This one was once again a recourse to old times. ‘Cakes and Ale’ was the first book in English language i bought voluntarily, at the age of about sixteen. My first attempt to read it failed already at the third page or so, I am not sure, why. So it went onto a book shelf and then moved from one flat to another.
In this new year, at last, I found it again, and soon found it intriguing after the first few pages. It has this unagitated quality of classics that makes it so pleasant to read, once one gets rid of the feeling that a story needs a lot of action to avoid boredom. The plot is well planned: The first-person storyteller, a seasoned writer (some parts of the story are autobiographic), who tells a story about a fellow colleague, named Edward Driffield, that he met as a boy and who recently has died, being maybe the last famous man of literature of the ending Victorian era.
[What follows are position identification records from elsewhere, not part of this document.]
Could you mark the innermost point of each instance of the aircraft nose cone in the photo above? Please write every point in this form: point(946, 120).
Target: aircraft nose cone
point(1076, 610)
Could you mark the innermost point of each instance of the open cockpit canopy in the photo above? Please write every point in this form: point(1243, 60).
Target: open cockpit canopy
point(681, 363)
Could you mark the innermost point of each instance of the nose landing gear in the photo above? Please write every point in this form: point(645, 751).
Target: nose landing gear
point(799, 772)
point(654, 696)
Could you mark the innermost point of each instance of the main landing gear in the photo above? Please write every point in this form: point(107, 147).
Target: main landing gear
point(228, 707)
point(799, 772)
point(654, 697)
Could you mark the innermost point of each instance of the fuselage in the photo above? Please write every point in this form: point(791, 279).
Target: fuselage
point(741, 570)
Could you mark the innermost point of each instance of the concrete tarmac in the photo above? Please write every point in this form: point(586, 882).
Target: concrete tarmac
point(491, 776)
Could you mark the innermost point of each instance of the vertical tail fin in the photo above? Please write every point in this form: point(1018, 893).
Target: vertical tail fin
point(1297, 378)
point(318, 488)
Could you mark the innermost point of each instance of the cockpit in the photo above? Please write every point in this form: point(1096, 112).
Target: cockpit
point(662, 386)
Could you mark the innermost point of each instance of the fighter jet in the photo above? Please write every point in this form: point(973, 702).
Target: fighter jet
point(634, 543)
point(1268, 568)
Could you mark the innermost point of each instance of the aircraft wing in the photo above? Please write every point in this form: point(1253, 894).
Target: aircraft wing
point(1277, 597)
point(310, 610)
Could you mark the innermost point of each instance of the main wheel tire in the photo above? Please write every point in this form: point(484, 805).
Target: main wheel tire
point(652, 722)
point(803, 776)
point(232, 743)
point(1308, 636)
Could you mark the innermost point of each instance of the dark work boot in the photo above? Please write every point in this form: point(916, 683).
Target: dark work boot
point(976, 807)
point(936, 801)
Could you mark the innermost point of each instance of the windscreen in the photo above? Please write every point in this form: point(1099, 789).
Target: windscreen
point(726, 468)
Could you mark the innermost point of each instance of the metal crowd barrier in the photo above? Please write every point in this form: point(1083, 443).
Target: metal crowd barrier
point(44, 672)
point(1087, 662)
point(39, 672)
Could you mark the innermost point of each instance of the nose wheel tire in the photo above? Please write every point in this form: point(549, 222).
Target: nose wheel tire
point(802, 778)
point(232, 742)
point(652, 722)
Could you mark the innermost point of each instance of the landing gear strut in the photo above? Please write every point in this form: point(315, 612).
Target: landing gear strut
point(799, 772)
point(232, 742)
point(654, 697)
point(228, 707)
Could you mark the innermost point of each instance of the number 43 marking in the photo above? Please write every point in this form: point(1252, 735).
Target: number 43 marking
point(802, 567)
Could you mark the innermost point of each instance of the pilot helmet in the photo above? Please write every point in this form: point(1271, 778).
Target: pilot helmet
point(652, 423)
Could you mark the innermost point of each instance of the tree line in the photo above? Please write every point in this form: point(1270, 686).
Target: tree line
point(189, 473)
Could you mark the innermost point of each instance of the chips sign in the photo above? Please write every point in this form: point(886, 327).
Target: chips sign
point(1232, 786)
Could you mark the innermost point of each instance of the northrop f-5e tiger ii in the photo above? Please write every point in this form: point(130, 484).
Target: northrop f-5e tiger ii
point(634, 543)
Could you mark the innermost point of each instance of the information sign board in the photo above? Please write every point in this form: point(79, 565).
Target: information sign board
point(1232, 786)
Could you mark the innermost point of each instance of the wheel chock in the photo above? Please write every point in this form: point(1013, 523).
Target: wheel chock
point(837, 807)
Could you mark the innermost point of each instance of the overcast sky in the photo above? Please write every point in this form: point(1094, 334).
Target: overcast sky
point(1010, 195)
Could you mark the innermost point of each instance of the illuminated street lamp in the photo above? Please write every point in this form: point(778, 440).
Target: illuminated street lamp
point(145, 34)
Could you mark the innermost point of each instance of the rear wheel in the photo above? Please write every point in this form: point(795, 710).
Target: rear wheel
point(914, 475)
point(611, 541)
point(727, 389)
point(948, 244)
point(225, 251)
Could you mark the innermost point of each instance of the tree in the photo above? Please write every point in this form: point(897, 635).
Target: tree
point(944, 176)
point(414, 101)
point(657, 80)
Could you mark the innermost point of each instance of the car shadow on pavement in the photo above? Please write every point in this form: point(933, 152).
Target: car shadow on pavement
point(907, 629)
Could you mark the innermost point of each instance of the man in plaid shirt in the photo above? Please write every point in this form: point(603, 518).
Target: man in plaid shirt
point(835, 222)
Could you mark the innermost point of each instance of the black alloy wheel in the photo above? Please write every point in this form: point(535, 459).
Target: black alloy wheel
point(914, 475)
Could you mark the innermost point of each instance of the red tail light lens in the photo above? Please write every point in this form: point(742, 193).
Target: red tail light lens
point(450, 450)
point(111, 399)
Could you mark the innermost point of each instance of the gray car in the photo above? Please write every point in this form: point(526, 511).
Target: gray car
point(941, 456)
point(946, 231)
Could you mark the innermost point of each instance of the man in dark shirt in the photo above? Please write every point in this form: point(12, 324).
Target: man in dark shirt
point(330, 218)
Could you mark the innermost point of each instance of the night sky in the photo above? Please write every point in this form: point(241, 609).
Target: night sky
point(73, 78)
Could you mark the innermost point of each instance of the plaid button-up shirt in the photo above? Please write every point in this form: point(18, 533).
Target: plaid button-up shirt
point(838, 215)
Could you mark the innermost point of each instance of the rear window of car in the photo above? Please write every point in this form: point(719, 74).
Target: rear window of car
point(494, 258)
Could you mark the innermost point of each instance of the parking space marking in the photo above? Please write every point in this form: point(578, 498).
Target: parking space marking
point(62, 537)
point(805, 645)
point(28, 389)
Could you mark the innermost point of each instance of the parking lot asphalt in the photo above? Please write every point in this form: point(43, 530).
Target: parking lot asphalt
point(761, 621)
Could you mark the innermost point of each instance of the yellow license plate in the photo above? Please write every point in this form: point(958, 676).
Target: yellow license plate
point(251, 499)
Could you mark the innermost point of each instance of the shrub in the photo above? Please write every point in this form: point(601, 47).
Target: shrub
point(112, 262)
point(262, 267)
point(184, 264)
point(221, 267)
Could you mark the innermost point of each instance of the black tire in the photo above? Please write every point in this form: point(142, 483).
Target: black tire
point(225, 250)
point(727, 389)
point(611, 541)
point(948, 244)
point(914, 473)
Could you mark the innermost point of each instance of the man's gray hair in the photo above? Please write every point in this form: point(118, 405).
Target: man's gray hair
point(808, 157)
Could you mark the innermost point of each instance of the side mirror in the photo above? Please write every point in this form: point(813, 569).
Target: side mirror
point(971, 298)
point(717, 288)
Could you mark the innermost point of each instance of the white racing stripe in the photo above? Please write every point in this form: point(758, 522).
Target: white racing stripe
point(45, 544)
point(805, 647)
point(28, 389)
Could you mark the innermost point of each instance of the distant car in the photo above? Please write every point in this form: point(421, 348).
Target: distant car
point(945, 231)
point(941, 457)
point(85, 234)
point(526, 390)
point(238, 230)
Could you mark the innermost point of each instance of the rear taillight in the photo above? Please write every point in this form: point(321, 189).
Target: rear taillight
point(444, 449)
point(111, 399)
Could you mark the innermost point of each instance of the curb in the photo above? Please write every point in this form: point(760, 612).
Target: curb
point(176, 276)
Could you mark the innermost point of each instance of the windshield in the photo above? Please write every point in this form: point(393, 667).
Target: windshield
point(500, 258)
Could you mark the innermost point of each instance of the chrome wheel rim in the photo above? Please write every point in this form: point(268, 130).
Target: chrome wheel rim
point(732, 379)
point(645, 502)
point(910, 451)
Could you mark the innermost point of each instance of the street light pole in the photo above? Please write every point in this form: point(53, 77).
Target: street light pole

The book tells a lot of details how people in England lived around 1900, and how society was very stiff and snobbery. Still, the author deals with delicate topics like adultery, calculating relationships and bankruptcy offence, but also with beauty and love. Although the first-person teller is mostly neutral in his portrayals, the reader gets the impressions of the emotions the protagonists produce. But never it feels awkward or artificial, the characters seem natural – and timeless.
Most of the book consists of cutbacks, how he got acquainted with the Driffield couple and how he was impressed by them, especially by Rose Driffield. The language is fluent and of classic style — a few words maybe are not familiar anymore, especially to non-English readers.